I'm looking into a way to build a repeater for the link cable since even the shielded link cables I use go max 10m with full power. gCn wouldn't work since I don't have an arduino board or a computer with USB ports. So I am looking for a circuit that takes the signal from the calculator and using external power transforms it in to high voltage/current signaling. Or a simple repeater that gives me another 10m would also be fine since I could daisy chain them to get the desired length.
I know this isn't an answer to your question, but why not use more calculators? As long as each calculator is with 10m of another one, you should be fine because each calculator provides the same amount of power to the link cable. What are you planning to use this for, anyway?
This is not CALCnet, so you can't have more than 2 calculators.
I am having deja vu that I answered this question already, but you could do a variety of clever things. You need to amplify it in both directions without creating a feedback loop, which is rather complex with discrete components. Another option is two microcontrollers, connected by something by more resilient (Ethernet and switches?) in between. What sort of distances are we talking about?
KermMartian wrote:
I am having deja vu that I answered this question already


Yep, I had the same feeling. http://www.cemetech.net/forum/viewtopic.php?t=8123&start=0
It's usually best to not make duplicate topics. If a question in an old topic that belongs to you hasn't been answered and you'd like it to be, then necroposting would be fine in such a scenario. Just an FYI.
The biggest issue with amplifying the signal over a longer cable would be deamplifying it at the other end.
In this situation i am aiming for 30m
KermMartian wrote:
I am having deja vu that I answered this question already, but you could do a variety of clever things. You need to amplify it in both directions without creating a feedback loop, which is rather complex with discrete components. Another option is two microcontrollers, connected by something by more resilient (Ethernet and switches?) in between. What sort of distances are we talking about?
Why is this hard with discrete components? Wouldn't a simple transistor or op-amp circuit work beautifully for this?
The calculator's I/O lines are bidirectional and implemented as open-collector - when not driven they float high (via a weak pull-up resistor) but either calculator can hold the line low. If the line is currently low that means that one or both of the calculators are holding it low - there's no way to tell for certain which calculators are doing the driving from the cable between the two.
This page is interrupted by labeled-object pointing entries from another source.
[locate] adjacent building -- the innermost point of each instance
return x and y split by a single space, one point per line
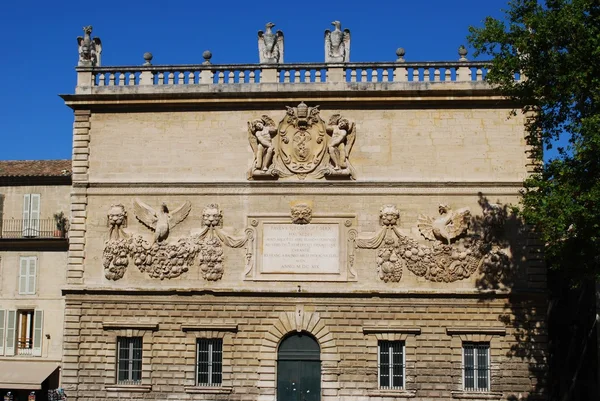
34 205
317 231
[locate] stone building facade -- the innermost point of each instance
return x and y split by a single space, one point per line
34 205
299 232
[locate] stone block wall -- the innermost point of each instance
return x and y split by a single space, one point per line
347 331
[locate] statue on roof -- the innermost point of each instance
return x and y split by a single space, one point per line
89 49
270 45
337 44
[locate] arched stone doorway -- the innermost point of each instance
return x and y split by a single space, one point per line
299 368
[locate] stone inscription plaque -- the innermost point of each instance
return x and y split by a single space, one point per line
300 249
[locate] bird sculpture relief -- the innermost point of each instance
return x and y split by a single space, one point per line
450 225
337 44
161 221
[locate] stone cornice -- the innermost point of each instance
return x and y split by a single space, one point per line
252 96
510 188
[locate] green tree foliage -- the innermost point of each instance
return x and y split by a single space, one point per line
555 45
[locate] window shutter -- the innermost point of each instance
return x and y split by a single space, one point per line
11 325
1 214
26 214
34 214
23 276
31 275
38 324
2 325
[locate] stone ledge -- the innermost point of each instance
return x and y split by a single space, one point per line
467 395
500 331
139 388
208 390
392 393
391 329
129 325
210 327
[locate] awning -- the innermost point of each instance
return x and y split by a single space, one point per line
25 375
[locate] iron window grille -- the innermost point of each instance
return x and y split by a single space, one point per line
209 361
476 366
129 360
391 365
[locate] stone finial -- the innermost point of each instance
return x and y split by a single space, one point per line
337 44
400 52
270 45
207 55
147 58
89 49
462 52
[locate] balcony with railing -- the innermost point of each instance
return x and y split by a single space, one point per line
32 235
30 229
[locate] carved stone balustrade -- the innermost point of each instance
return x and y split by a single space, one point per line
148 78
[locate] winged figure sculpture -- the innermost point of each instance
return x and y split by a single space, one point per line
337 44
450 225
161 221
270 45
342 139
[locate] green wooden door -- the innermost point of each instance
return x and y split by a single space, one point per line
299 369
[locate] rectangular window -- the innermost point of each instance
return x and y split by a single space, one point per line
31 215
24 332
129 360
210 361
27 275
476 366
391 364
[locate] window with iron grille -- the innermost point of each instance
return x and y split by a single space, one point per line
210 361
129 360
476 366
391 364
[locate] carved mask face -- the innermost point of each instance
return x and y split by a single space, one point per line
116 215
301 214
211 216
389 215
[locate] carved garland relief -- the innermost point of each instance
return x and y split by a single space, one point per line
159 258
452 253
302 144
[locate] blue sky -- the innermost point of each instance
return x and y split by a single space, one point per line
38 46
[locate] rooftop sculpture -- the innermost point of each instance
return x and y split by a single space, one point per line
337 44
89 49
270 45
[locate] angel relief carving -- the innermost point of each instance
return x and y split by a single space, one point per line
260 134
441 261
301 145
162 259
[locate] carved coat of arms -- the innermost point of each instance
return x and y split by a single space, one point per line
302 145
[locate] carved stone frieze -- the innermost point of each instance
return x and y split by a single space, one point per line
161 221
446 260
90 49
449 226
301 213
260 135
337 44
302 145
161 259
270 45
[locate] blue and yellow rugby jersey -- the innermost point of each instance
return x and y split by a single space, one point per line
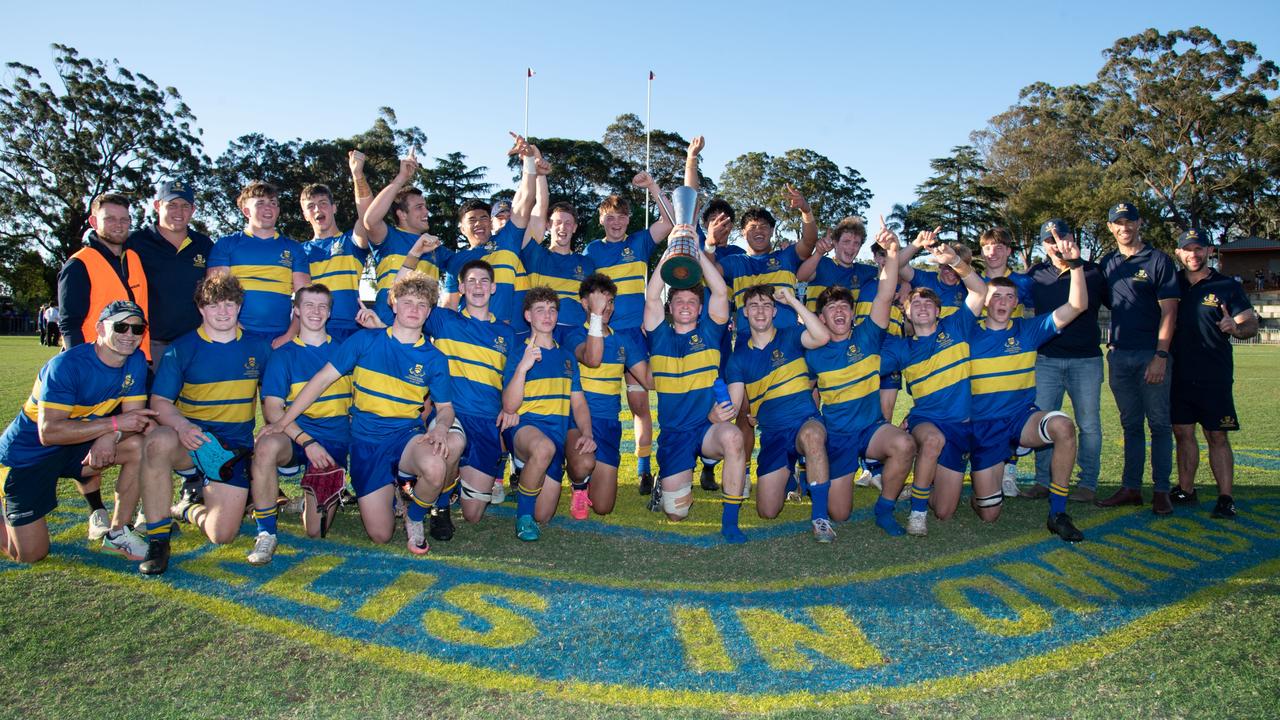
214 384
685 367
338 263
831 274
936 368
1002 365
389 382
328 419
78 383
603 386
389 256
776 378
548 386
626 263
476 352
776 269
849 378
952 295
265 268
510 277
562 273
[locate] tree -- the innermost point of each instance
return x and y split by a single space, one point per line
104 128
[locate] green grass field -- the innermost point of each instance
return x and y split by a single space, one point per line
81 636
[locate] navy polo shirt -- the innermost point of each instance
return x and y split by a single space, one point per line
1202 354
172 277
1050 288
1137 285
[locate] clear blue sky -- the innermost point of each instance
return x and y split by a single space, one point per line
874 87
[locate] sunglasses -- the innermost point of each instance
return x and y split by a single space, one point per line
136 328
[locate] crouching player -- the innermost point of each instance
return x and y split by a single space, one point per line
205 395
684 355
393 374
314 447
85 414
542 386
604 356
849 383
1002 377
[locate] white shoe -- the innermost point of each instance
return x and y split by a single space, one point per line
127 543
99 523
264 548
918 523
1009 483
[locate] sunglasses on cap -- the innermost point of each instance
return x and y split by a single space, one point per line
136 328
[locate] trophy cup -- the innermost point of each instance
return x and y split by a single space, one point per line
681 269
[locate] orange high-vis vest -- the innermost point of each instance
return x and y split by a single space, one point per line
105 287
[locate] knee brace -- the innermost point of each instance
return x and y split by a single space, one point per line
1043 425
677 501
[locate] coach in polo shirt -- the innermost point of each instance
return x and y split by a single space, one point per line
1212 310
1143 287
173 258
1070 363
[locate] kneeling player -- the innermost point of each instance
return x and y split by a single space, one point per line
542 384
684 355
204 395
69 428
1002 377
393 373
312 449
849 383
604 356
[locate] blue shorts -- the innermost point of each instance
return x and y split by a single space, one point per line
31 492
373 464
845 450
778 449
484 445
679 449
995 441
955 452
556 470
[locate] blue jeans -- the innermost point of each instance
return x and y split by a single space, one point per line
1080 378
1138 400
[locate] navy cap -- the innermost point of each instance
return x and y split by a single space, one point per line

If your cable is from A to B and point A goes low you would assume that you therefore need to drive end B low - however, as your cable is bidirectional and needs to carry data from B to A you would then see that B was low and would try to drive A low. This is the feedback loop KermM was alluding to, and is quite difficult to resolve.

You could avoid this by making each end of the cable speak the TI-OS protocol and shuttling data between them with an RS-485 or similar serial connection, but this limits the device to only working with the TI-OS protocol.
I understand that, but with a simple diode circuit such as the one in the Parallel link and two extra data lines you have 4 simple unidirectional lines rather than 2 bidirectional. And since many Op-amps come in packages with two amps per chip you can still have one chip per end.